E dopo la trasmissione? Al di là delle querele, nell’immediato che succede? Immaginiamo una redazione con il telefono che squilla come impazzito, le porte che sbattono, urla ovunque…
«Succede di tutto, in effetti. Report ha circa tre-quattro milioni di telespettatori in media, una diffusione tale che a volte succede di parlare dell’avvocato Francesco Rossi, magari di Catania, e ti chiama un avvocato omonimo, giusto di Catania, con la pretesa che si specifichi che colui di cui si è raccontato in trasmissione non è lui. Al di là dei paradossi, se sbagliamo rettifichiamo sempre. Ma se crediamo di essere nel giusto no».
A proposito del fatto che siete considerati dei rompiscatole: a volte Report viene accomunato a trasmissioni come Anno Zero e Ballarò, tutti etichettati come programmi di “controinformazione”. Cosa ne pensi?
«Non l’ho sentito dire molte volte, ma di recente il Qualitel (il misuratore di qualità della Rai n.d.r.) ha definito Report la migliore trasmissione della rete e del panorama televisivo italiano. Una volta però ricordo un attacco clamoroso di Silvio Berlusconi, che ci definì farabutti. Credo ce l’avesse con me, e so anche il perché».

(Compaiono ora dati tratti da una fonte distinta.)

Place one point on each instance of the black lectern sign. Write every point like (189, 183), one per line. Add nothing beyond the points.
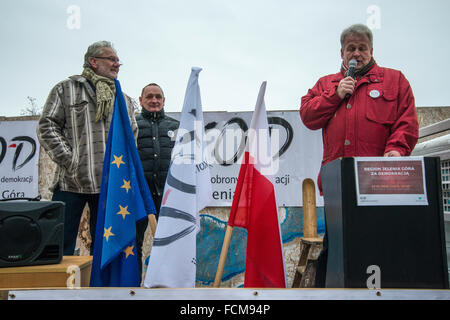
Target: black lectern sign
(400, 244)
(390, 181)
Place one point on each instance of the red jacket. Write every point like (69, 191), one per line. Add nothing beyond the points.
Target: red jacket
(379, 117)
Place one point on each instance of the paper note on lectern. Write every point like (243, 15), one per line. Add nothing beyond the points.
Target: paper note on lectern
(393, 181)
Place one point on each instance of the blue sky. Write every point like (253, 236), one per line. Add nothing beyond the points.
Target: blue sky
(239, 44)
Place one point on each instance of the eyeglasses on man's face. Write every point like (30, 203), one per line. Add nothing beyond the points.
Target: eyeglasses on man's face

Vogliamo saperlo anche noi. Perché?
«Proprio nell’inchiesta su Catania I Vicerè sono stato il primo a parlare della farmacia dove il presidente del Consiglio si forniva dell’elisir di lunga vita, che poi si scoprì essere doping. Guarda caso, dopo la trasmissione, l’attenzione si è focalizzata sulla vita privata di Berlusconi. Penso quindi che lui mi abbia immaginato come parte di un complotto, ma in realtà non è così».
Chiudiamo con un consiglio e un parere. Data la tua esperienza, cosa dici a chi vuole fare questo mestiere? E quali sono, secondo te, le caratteristiche che dovrebbe avere un buon giornalista d’inchiesta?
«La cosa più importante è misurarsi continuamente con i fatti, analizzando costantemente la realtà, documentandosi e sentendo sempre più fonti. È importante anche saper mettere in dubbio la propria capacità di comprensione dei fatti e sapersi estraniare. Io mi chiedo sempre: “cosa penserei se gli altri dicessero di me quello che io sto scrivendo di loro?”. Ma soprattutto, bisogna crederci. Io sono partito in maniera semplice, scrivendo su dei giornaletti, sono entrato in Rai come assistente al programma e da solo, col tempo e lavorando, ho fatto quello che ho fatto».